PATIENTS AND METHODS

The study was designed as a non-paired case control study. The new cases and controls has been collected over a period of approximately three years from both urban and rural hospitals and health centers in Western Andalusia and Extremadura (Spain). The investigators who collected information in the health centers (primary care controls) were family doctors with more than three years work in their respective facilities.

The investigators who collected at the hospital level (cases and controls) were specialists and training residents in internal medicine, neurology, allergy, and clinical pharmacology, and also family doctors in training o recycling periods. The objectives of the investigation were explained to all participating physicians and they were provided with record sheets that contained the exclusion and inclusion criteria.

At both the primary care and hospital level, controls were gathered in a prospective manner. Only one hospital control (Virgen del Rocío University Hospital) was retrospective. The primary care controls were collected in the following health centers: Pilas (Seville-Rural), Camas (Seville-Rural), Huerta del Rey (Seville-Urban) and Mérida (Badajoz-Rural). The cases pertaining to this new sampling were gathered in a retrospective manner from the archives of the Virgin Macarena and Virgin del Rocío Hospitals of Seville, the General Hospital of Mérida and also from the Juan Ramon Jiménez Hospital in Huelva by consulting clinical histories, chosen in a random manner, over a period of five years (2000-2004).
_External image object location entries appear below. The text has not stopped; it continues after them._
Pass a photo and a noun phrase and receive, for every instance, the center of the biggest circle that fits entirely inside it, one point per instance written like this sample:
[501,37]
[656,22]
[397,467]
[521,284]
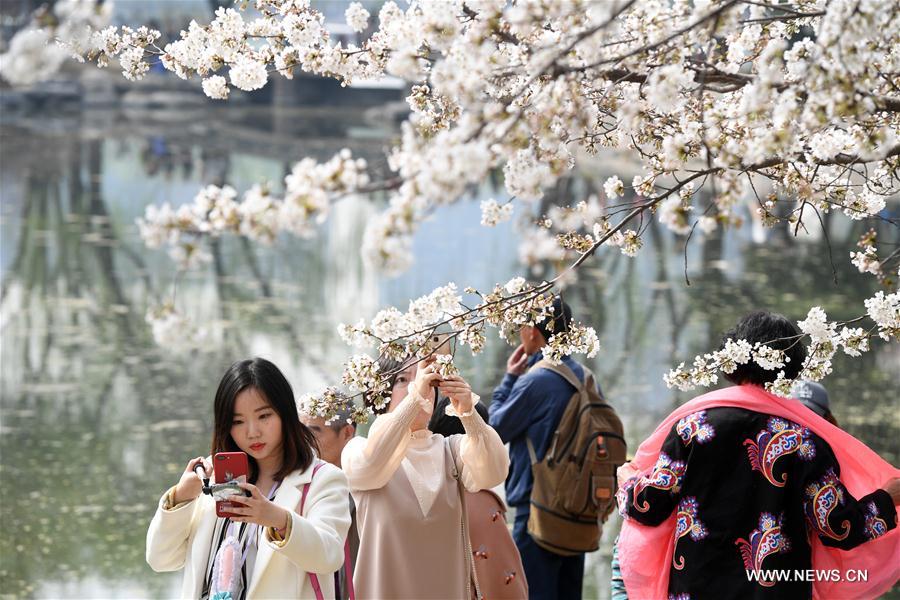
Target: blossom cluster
[260,215]
[767,116]
[786,108]
[406,336]
[825,338]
The inclusion and exclusion criteria used in this part of the study were the same as for the first part of the investigation 18. The diagnostic criteria for inclusion of the cases were positive endoscopy and biopsy; those of exclusion were the existence of remote metastasis, a severe dislipaemia, coexistence with another neoplasia, hereditary polyposis syndrome, hereditary non polyposis colorectal cancer, intestinal inflammatory disease, non-epithelial neoplasias and the immunodeficiency disorders. Consequently Dukes' stage IIA was the maximum SCRC stage seen 18.
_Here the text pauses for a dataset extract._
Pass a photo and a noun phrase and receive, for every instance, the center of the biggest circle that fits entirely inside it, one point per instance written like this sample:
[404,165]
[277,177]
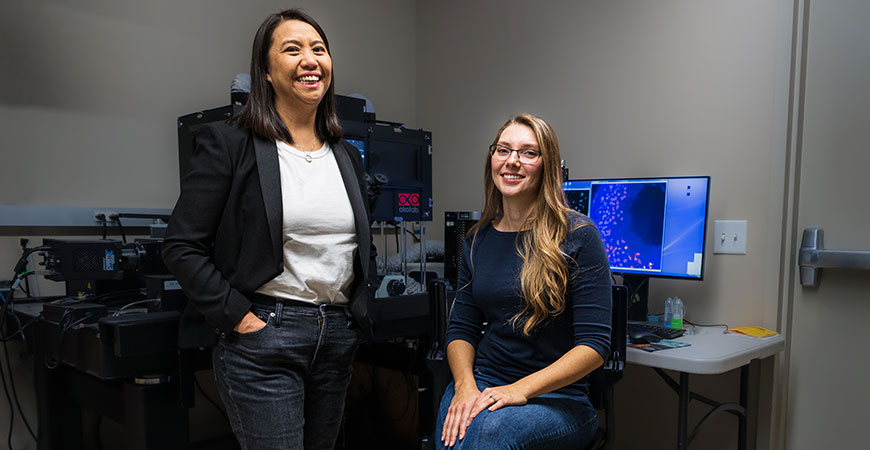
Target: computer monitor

For the controls, the inclusion criterion was the absence of SCRC. The exclusion criteria were any type of malignant neoplastic disease, existence of pre-malignant colorectal lesions, a severe disorder of lipid metabolism and the immunodeficiency disorders. Neither colonoscopies nor opaque enemas were performed in the controls. Two years after the selection of the controls in primary care, a complete telephone follow-up was conducted to determine if any controls had developed SCRC in the clinical phase.
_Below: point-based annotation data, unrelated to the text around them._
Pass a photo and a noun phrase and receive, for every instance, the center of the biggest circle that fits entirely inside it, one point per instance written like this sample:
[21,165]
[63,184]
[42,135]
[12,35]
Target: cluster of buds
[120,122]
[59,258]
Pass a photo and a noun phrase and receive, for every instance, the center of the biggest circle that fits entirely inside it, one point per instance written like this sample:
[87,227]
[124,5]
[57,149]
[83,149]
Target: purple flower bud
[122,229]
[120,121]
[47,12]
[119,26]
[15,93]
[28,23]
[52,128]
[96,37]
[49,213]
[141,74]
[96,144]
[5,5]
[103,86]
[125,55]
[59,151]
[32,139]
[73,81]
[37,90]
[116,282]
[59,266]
The total cholesterol was measured using the TECHNICON RA system. The HDL cholesterol was measured by the precipitant method. In the original sample 18, LDL cholesterol was calculated using the Friedewald formula [LDL = TC - HDL - TG/5] (where TG = Triglycerides). The VLDL was also calculated using the Friedewald formula [VLDL = TG/5]. The TG levels were determined by means of colorimetric enzymatic test consisting of enzymatic hydrolysis of the TG and the later measurement of glycerol by means of colorimetry 18. CA 19.9 (sialylated Lewis blood group carbohydrate antigen) was determined means of a “sandwich” technique similar to that used in the measurement CEA 13, 17-18.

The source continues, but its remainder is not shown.